Rote and repetitive tasks. Pointing-and-clicking a mouse. Copying-and-pasting text.

Testing and validation. Some visual interfaces require substantial time and effort to test prior to deployment. RPA can radically accelerate this process, improve testing, and reduce costs.

Redundant tasks. Basic tasks that multiple users tend to perform in parallel in an organization.

Manual tasks with limited variability and few exceptions. Tasks that are consistent, repeatable, and/or highly predictable are excellent candidates for robotic automation.

Human-orchestrated "integrations." A user manually copies data from one visual interface and pastes it into another, or a user manually imports the output of one program into another.

Any tedious or time-consuming task that looks like it might be a good candidate for automation. Automating the task should free one or more humans to do more productive work.

How RPA Impacts C-level Decision Making?

Though automation software is expected to replace up to 140 million full-time employees worldwide by 2025, many high-quality jobs will be created for those who maintain and improve RPA software.

When software robots do replace people in the enterprise, C-level executives need to be responsible for ensuring that business outcomes are achieved and new governance policies are met.

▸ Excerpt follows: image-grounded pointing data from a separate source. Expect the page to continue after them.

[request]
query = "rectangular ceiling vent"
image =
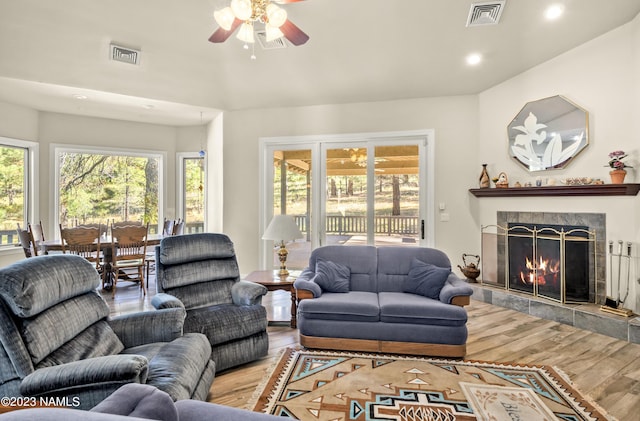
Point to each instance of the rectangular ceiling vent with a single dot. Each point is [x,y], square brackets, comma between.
[485,13]
[125,54]
[270,45]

Robotic process automation technology also requires that the CTO/CIO take more of a leadership role and assume accountability for the business outcomes and the risks of deploying RPA tools.

Additionally, the COO, CIO and chief human resources officer, as well as the relevant C-level executive who owns the process being automated, should all work toward ensuring the availability of an enterprise-grade, secure platform for controlling and operating bots across systems.

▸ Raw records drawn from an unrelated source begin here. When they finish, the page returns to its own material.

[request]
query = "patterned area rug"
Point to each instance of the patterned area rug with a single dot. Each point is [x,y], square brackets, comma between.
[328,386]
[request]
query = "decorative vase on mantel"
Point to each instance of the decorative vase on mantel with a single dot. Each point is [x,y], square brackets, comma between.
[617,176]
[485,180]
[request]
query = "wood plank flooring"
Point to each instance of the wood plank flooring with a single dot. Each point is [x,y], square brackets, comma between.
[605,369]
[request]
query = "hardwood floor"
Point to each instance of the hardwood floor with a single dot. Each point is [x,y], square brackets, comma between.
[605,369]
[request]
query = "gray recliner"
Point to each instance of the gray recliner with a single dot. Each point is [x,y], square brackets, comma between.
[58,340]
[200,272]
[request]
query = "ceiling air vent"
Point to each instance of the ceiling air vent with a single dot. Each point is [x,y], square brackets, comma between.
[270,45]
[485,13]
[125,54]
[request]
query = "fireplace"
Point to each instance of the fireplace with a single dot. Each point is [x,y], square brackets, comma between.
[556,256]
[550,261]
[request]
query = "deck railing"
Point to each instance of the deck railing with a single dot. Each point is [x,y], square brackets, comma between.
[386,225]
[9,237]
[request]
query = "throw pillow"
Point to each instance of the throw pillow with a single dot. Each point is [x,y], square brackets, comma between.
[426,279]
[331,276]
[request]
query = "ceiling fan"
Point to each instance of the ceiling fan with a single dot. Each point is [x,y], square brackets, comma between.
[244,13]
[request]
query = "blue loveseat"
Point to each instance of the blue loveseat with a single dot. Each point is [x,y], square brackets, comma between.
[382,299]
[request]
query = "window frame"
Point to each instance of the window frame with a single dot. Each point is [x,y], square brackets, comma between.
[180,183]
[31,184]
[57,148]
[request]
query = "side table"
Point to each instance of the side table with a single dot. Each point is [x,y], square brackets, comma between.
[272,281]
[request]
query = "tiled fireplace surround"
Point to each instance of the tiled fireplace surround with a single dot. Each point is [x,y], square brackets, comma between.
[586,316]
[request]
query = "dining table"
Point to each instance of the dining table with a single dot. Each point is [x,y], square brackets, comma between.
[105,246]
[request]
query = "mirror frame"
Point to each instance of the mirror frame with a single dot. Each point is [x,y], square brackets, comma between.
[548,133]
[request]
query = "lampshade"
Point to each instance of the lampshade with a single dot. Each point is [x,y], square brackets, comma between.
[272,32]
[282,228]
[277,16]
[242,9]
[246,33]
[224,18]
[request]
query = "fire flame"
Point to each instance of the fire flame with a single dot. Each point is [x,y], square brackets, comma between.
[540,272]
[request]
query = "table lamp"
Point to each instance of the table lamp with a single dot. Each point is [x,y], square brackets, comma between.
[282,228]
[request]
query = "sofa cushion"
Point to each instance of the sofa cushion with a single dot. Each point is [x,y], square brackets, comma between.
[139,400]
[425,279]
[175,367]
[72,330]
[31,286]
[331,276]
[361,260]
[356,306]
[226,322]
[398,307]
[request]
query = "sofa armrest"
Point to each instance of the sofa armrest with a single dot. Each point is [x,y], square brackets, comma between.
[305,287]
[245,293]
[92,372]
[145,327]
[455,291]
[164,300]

What's next: How RPA is evolving

When RPA first arose as a category, it evolved from macros that automated simple tasks into programmable bots based on a set of human-defined process rules.

These bots helped improve efficiency in isolated situations, but organizations soon struggled on two fronts. First, discovering and defining processes for the bots to automate—at scale—has been a challenge for RPA from the start. Second, the management of the bots themselves and the process-defined rule-sets that direct their actions have become a big bugbear.

This is what has led to the growth in RPA platforms, which can help on both fronts. RPA tools help automate the discovery of the processes and provide tools for line-of-business users to more easily build automations based on their process needs, often based on pre-built bot libraries. Additionally, platforms define rules that govern and orchestrate the way bots run.

RPA vendors are trying to flex the limits of process definition by developing machine learning capabilities to automatically discover and learn processes. Increasingly, vendors are building in the ability to record and analyze user actions and then use machine learning to automatically define process rules and reduce the number of manual steps.

However, the heavy lifting still typically falls on business stakeholders and the automation team to get things rolling.

Usually, however, RPA projects require the aid of consultants and integrators, which is why analysts project a threefold increase in spending on RPA software through 2022.